Cramer, Tom
About the artist
Tom Cramer is a renown West Coast artist noted for his complex and intricately carved wood reliefs, painting and ink drawings. The influences on Cramer's work are both organic and technological. His pieces are known for taking viewer's minds on journeys into alternate realities of experience and is why Cramer's art is widely collected among prominent West Coast museums and private collections nationally. His work is in the permanent collections of the Portland Art Museum in Portland, Oregon, the Hallie Ford Museum in Salem, Oregon, the Jordan Schnitzer Museum in Eugene, Oregon and the Boise Museum in Idaho.

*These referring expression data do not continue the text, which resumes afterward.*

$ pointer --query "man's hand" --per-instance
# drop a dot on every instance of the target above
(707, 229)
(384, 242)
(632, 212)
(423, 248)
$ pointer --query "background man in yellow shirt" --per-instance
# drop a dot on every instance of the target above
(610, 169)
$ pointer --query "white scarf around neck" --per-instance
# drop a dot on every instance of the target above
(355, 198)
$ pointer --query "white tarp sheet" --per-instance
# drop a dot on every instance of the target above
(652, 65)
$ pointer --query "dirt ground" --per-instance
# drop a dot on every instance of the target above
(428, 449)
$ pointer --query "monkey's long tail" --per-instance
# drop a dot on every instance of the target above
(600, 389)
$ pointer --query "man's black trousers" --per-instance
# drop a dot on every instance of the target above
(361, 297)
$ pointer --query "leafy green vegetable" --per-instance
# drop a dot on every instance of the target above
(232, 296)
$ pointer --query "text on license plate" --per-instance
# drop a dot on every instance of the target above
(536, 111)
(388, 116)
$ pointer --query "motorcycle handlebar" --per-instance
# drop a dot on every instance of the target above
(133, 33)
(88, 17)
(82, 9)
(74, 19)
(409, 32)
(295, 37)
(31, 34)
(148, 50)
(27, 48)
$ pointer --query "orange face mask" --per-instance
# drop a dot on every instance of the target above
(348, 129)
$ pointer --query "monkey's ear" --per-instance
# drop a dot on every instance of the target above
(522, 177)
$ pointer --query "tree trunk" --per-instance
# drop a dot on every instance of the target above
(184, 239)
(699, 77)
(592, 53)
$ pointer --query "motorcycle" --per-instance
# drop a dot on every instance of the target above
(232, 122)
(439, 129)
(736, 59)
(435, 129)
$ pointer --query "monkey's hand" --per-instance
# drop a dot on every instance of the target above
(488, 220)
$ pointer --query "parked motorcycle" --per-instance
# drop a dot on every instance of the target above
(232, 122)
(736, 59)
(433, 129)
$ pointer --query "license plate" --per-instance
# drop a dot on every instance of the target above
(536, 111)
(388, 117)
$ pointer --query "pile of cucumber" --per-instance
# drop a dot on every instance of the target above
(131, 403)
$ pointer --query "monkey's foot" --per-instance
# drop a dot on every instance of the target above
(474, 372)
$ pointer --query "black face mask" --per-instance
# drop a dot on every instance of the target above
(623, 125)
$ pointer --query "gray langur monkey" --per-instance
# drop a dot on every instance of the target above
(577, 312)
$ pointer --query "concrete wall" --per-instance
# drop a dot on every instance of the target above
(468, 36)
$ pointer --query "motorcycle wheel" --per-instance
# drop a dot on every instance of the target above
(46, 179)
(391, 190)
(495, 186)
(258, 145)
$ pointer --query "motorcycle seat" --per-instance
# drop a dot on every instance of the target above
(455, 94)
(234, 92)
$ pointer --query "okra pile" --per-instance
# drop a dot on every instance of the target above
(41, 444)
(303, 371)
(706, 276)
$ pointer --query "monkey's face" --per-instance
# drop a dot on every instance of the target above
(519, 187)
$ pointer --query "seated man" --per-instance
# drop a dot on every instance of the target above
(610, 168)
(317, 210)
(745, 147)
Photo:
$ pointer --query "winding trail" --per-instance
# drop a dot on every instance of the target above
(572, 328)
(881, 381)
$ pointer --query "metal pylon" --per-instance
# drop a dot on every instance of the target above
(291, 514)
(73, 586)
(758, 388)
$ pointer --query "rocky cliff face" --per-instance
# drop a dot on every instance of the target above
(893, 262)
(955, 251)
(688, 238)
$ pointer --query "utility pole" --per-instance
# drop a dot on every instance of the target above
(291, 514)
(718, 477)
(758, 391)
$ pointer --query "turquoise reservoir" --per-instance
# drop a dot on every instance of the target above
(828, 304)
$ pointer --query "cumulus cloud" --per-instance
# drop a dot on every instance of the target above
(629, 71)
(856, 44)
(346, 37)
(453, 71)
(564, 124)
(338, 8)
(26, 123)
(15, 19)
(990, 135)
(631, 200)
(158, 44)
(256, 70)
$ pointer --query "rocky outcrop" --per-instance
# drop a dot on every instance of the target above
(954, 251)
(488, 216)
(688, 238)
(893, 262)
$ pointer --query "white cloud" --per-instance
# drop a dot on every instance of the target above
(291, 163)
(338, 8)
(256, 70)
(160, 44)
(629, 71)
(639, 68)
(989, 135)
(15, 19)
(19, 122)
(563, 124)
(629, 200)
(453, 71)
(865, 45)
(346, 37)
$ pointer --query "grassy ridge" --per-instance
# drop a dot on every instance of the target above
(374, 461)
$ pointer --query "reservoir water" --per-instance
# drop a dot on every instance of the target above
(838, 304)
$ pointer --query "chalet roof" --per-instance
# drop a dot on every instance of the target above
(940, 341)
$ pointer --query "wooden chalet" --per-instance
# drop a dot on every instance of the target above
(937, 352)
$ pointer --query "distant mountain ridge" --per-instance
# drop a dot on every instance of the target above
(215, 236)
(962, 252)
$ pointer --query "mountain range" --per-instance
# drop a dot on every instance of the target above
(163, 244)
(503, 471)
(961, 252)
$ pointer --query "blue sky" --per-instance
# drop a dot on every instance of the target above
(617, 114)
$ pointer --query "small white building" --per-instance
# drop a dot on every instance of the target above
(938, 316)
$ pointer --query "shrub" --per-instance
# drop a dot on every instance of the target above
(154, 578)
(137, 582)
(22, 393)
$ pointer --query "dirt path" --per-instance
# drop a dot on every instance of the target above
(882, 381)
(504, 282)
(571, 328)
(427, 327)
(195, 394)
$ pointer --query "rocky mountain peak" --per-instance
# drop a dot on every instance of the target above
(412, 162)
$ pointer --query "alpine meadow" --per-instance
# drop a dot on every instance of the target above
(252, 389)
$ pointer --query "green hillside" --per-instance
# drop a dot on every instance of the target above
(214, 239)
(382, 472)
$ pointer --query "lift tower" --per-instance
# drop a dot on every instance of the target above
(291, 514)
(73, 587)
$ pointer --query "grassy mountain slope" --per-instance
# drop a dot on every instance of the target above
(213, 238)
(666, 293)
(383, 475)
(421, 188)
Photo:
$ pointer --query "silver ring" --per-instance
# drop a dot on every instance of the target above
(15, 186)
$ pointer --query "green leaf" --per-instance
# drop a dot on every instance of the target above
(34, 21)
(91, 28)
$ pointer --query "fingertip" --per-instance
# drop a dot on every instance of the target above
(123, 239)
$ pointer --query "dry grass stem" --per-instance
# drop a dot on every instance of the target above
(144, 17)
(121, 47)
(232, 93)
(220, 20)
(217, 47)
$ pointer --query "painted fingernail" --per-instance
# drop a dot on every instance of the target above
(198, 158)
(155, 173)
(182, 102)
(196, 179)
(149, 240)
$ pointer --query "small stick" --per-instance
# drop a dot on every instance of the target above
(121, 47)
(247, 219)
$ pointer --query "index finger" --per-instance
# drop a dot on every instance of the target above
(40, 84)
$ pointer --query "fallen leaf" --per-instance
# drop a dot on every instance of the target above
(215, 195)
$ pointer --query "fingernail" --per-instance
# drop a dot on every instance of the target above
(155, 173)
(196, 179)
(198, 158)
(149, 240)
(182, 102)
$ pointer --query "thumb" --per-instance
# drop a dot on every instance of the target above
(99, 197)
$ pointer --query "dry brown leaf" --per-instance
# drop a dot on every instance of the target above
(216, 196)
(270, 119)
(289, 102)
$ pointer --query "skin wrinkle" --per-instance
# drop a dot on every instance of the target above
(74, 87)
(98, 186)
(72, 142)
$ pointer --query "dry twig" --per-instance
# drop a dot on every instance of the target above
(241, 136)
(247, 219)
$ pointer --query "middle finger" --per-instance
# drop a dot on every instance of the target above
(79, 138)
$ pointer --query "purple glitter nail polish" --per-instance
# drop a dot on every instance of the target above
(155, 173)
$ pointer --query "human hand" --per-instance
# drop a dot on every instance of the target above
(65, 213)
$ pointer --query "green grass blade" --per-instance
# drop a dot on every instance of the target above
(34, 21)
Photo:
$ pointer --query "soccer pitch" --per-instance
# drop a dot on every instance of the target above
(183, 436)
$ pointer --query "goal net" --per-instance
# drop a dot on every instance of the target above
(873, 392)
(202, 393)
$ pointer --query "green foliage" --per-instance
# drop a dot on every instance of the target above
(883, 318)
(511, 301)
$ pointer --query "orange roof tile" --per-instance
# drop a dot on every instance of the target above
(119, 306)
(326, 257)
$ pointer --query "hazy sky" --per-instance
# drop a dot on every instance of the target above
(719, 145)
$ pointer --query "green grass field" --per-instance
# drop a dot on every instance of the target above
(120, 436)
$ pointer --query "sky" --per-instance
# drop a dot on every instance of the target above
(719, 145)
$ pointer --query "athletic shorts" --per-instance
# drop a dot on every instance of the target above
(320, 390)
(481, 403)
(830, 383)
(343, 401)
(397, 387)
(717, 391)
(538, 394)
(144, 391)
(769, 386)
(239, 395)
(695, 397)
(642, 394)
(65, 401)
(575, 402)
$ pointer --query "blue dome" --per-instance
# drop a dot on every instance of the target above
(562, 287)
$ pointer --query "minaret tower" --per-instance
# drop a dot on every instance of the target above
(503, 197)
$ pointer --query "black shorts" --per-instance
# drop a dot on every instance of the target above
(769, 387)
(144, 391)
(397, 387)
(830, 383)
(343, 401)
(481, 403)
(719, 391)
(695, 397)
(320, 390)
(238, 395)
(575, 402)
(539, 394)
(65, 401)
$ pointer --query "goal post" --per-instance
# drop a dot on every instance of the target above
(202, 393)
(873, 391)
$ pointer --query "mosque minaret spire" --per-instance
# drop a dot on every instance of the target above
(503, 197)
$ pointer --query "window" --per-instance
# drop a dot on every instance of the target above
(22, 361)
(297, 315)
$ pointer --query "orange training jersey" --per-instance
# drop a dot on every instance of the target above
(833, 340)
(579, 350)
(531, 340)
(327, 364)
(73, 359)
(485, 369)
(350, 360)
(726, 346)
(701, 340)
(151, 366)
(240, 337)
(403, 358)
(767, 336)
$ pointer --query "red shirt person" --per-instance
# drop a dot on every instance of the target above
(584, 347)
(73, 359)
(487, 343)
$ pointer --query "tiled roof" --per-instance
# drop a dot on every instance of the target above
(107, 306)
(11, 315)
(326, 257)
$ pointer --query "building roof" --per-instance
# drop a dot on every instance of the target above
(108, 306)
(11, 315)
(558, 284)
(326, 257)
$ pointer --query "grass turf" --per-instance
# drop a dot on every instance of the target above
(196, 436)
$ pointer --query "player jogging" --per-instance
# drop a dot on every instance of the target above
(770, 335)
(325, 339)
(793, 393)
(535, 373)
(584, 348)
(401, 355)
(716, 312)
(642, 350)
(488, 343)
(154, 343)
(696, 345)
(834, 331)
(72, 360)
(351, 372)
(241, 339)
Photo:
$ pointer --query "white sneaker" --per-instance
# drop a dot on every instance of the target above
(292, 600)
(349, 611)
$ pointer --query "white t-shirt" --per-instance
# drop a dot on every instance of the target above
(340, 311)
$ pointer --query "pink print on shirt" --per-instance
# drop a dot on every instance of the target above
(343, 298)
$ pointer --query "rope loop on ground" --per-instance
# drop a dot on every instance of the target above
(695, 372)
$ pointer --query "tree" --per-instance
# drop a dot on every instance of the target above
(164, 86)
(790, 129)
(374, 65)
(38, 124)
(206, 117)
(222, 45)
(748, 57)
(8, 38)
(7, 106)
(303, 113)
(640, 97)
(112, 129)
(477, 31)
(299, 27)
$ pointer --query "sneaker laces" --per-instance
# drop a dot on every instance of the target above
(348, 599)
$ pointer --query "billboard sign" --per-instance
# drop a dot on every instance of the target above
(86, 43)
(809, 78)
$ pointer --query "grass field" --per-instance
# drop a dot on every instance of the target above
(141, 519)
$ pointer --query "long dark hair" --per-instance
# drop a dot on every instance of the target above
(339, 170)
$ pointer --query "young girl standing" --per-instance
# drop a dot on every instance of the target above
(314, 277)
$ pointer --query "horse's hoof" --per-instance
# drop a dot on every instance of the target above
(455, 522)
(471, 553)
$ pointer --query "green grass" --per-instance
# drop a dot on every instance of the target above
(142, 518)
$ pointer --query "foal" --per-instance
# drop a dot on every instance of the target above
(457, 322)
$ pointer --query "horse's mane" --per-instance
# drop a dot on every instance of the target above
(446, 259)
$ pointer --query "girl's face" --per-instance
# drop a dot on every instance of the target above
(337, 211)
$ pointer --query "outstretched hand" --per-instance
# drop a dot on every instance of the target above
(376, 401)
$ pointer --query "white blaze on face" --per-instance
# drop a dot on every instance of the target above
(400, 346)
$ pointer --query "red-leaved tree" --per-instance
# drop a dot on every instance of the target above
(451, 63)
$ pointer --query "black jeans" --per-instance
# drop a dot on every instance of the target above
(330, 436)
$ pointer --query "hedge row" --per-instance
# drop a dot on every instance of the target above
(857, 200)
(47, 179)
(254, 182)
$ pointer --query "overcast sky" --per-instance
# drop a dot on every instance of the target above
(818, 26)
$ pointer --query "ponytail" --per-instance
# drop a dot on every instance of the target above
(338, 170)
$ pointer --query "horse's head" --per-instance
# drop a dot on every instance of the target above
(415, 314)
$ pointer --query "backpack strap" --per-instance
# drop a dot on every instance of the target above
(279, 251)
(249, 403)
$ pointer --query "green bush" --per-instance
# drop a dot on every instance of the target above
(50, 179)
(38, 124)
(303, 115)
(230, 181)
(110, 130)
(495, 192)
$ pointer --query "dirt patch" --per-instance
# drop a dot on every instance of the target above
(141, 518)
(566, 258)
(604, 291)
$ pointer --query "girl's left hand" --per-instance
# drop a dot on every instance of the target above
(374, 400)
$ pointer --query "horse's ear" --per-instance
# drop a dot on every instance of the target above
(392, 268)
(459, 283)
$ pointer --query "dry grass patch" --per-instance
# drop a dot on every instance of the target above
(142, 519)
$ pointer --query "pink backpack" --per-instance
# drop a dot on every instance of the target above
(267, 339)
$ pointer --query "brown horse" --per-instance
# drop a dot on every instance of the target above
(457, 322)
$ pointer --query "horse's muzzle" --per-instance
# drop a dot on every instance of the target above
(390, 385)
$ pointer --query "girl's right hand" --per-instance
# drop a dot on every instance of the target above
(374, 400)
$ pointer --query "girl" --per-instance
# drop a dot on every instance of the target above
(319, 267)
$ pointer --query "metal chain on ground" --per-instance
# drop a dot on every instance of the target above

“My current work emerged in the later 1990s and is an attempt to merge painting and relief woodcarving. The labor intensive aspect of the recent work is intended to be consistent with their content. I am therefore especially influenced by recent trips to India, Egypt, and Europe. I am attempting to avoid the facile, faddish, and superficial aspects of current American art and culture. I would like to think that the wiser and older cultures to which I fortunately have been exposed have helped me towards the more timeless goals of what all art should be about: An art driven by emotional content.
I prefer my work to be experienced rather than explained. Be that as it may, I like Picasso's statement that art is what nature is not. My work attempts to deal with what is not. What is, bores me. What is not is where it's at for me. Therefore, I am interested in sincerity, not irony. My work is strictly apolitical and idealistic. Instead of viewing such a position as an escape from reality, I view it as an exploration of the infinite nature of reality, or to put it into more prosaic terms, my recent work tends towards purely aesthetic, erotic, idealistic considerations. The idea of the picture as a door to a higher state of consciousness appeals to me. Towards that end, my work has numerous visual, cultural, and literary influences. Influences on my work include: everything, nothing, Buddhism, romanticism, irrational mental states, insanity, order, chaos, music, East Indian art, organic patterns, industrial forms, Hinduism, randomness, things with no apparent reason, Alan Watts, Nietzsche, Blake, Beethoven, Bach, Klaus Shultze and others. I prefer the work to be about the work, and not about me. One of my goals is to turn the viewer on to an expanded view of themselves.”